On June 30, 1928, Williams married Nellie Ruth Hoover, daughter of the minister of Newbridge Baptist Church, and they had a daughter Betty Ann. The family joined the Gethsemane Christian Church of Hanover.

==Career==
Upon graduating law school and being admitted to the bar, Williams practiced under Charles W. Crowder and helped organize the Federal Savings & Loan Association in Sandston. He later served as director and General Counsel of the Franklin Federal Savings and Loan Association of Richmond. Williams also was active in his Presbyterian church, the Freemasons, Acca Temple Shrine, Odd Fellows, Elks, Eagles and Ruritans social organizations.

Throughout his life, Williams was active in Democratic party politics, becoming president of the Young Democratic Club of Fairfield district, a delegate to the state Democratic convention in Norfolk in 1936 and the third district secretary. He was elected to the Virginia House of Delegates on August 3, 1937, from Henrico County and re-elected many times.

After Senator Harry F. Byrd declared a policy of Massive Resistance to racial integration of Virginia's public schools, Virginia's legislators including Williams participated in a special section of the Virginia General Assembly called by Governor Thomas B. Stanley in August 1956. The legislation they enacted exceeded the recommendations of the Gray Commission on which State Senator Garland Gray and other Byrd loyalists sat, and for which David J. Mays served as counsel. Seven laws were directed against the NAACP and other organizations challenging racial segregation within the Commonwealth. Legislators overwhelmingly adopted them on September 29, 1956, despite Mays' opinion that courts would declare them unconstitutional, as eventually happened.

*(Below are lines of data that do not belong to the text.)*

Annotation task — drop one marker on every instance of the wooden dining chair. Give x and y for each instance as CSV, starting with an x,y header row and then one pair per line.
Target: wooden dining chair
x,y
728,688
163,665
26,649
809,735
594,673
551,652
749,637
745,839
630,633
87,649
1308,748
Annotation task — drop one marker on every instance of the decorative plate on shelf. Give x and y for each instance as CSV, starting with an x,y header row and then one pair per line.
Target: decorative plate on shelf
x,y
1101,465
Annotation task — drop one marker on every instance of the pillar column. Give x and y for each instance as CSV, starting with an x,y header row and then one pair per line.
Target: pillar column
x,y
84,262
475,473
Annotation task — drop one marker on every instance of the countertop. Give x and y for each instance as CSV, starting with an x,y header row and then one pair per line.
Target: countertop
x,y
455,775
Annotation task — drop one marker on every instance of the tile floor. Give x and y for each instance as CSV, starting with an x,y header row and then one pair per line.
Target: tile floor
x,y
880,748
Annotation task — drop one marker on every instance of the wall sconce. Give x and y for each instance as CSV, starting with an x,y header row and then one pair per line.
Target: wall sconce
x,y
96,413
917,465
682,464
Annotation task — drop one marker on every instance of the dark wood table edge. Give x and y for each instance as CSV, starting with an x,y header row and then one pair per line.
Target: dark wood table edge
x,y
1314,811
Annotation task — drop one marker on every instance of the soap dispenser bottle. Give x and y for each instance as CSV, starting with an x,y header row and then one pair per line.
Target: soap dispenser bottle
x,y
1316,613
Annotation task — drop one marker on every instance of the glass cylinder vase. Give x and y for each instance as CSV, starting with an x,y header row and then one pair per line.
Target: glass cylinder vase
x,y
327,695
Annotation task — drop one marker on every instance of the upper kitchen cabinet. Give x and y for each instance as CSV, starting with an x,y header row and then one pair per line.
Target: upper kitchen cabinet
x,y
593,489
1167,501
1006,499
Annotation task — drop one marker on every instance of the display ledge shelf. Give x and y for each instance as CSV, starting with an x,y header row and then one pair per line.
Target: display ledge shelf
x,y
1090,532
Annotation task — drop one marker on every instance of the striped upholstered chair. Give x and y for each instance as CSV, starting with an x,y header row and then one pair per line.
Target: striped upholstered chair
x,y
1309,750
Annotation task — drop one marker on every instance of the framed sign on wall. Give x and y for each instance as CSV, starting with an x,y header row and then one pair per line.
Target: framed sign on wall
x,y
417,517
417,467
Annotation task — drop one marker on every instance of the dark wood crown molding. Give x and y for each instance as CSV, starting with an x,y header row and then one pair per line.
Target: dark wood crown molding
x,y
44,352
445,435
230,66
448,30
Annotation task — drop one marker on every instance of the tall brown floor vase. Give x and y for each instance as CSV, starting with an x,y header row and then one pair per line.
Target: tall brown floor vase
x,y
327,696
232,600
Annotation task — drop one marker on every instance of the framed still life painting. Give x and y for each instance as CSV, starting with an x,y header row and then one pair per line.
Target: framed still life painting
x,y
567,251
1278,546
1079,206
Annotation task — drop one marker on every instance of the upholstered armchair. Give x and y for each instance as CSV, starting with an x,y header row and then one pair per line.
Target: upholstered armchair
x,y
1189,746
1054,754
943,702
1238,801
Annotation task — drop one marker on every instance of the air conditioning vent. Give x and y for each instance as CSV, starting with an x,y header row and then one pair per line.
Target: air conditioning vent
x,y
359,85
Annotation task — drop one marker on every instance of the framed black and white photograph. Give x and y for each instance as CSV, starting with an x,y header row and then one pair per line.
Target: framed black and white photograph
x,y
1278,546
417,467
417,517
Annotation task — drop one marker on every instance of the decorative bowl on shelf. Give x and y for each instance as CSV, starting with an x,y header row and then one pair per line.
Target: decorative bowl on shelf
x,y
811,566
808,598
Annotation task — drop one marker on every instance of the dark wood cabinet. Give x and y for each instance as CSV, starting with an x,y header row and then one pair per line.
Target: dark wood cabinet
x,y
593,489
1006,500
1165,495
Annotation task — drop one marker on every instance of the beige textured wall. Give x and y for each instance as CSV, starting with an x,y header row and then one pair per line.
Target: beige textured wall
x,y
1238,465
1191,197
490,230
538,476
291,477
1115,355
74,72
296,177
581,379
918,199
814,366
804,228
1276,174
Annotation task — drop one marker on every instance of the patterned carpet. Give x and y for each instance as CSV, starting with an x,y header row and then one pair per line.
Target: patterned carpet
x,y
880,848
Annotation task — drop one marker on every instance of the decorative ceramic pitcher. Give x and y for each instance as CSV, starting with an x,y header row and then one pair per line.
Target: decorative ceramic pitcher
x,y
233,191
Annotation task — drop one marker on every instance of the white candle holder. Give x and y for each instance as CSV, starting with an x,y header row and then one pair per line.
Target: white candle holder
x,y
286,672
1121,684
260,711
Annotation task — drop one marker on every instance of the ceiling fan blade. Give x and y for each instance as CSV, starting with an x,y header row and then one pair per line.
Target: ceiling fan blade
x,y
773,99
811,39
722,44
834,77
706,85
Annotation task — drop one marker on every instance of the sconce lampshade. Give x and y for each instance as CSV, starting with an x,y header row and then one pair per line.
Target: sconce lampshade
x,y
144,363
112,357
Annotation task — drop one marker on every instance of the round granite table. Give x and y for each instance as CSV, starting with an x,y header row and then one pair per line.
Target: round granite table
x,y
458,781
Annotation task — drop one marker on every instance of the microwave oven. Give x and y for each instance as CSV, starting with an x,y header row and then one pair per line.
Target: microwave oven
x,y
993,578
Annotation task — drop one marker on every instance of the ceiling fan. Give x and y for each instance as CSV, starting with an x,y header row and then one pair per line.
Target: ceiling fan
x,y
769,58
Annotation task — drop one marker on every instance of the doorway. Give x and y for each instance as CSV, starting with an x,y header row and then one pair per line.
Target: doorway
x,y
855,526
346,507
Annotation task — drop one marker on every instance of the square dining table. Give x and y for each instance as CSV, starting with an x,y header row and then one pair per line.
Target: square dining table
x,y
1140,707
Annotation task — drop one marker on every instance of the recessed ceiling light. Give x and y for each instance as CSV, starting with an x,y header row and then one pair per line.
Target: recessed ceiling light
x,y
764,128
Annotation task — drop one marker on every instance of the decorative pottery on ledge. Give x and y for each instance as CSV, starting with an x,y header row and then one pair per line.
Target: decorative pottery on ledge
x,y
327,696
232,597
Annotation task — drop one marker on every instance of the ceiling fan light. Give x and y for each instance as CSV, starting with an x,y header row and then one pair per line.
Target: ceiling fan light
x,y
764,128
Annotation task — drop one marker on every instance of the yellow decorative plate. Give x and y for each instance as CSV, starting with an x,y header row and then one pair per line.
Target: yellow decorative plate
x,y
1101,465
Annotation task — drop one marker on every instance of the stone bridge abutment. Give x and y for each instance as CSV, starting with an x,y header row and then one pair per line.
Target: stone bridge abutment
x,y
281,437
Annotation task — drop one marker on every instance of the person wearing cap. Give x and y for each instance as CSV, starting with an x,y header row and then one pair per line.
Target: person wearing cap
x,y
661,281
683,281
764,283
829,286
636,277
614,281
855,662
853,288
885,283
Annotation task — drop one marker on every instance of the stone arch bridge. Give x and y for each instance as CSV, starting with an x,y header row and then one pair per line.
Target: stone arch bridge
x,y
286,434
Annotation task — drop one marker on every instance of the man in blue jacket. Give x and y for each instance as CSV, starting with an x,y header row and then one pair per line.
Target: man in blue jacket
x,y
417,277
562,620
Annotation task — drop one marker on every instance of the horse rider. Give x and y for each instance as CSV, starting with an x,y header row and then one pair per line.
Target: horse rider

The Speaker of the House of Delegates appointed Williams (who was then chair of the Court and Justice Committee) and relative newcomer William F. Stone to serve on a new joint committee chaired by veteran delegate John B. Boatwright called the "Committee on Offenses against the Administration of Justice." The President of the Senate appointed E. Almer Ames Jr. of Onancock and Earl A. Fitzpatrick of Roanoke, to the committee (the latter becoming Vice-Chairman). As the session began in January 1957, it issued letters requesting information from the NAACP as well as the Defenders of State Sovereignty and Individual Liberties and other segregationist organizations. These activities prompted NAACP motions to quash the subpoenas in Richmond and several Virginia counties. In March 1957, the Boatwright Committee in March opined that various segregationist organizations did not commit the expanded legal offenses of champerty, maintenance, barratry, running and capping, nor the unauthorized practice of law. However, the commission's first report issued November 13, 1957, recommended enforcement of the laws against various named NAACP lawyers. The subpoenas and other activities soon reduced NAACP membership in Virginia by half. In the report issued in 1959 Boatwright again complained that the Virginia State Bar was spending $5000 on a Jamestown commemoration and $6350 on a new continuing legal education program, but not "punishing those guilty of unprofessional conduct and those engaged in the unauthorized practice of law" under the Stanley plan's 1956 ethics law expansion.

In 1960, Williams was nominated to the Federal Home Loan Bank Board and confirmed.

==Death==
Williams died in Gloucester County, Virginia, on August 3, 1968.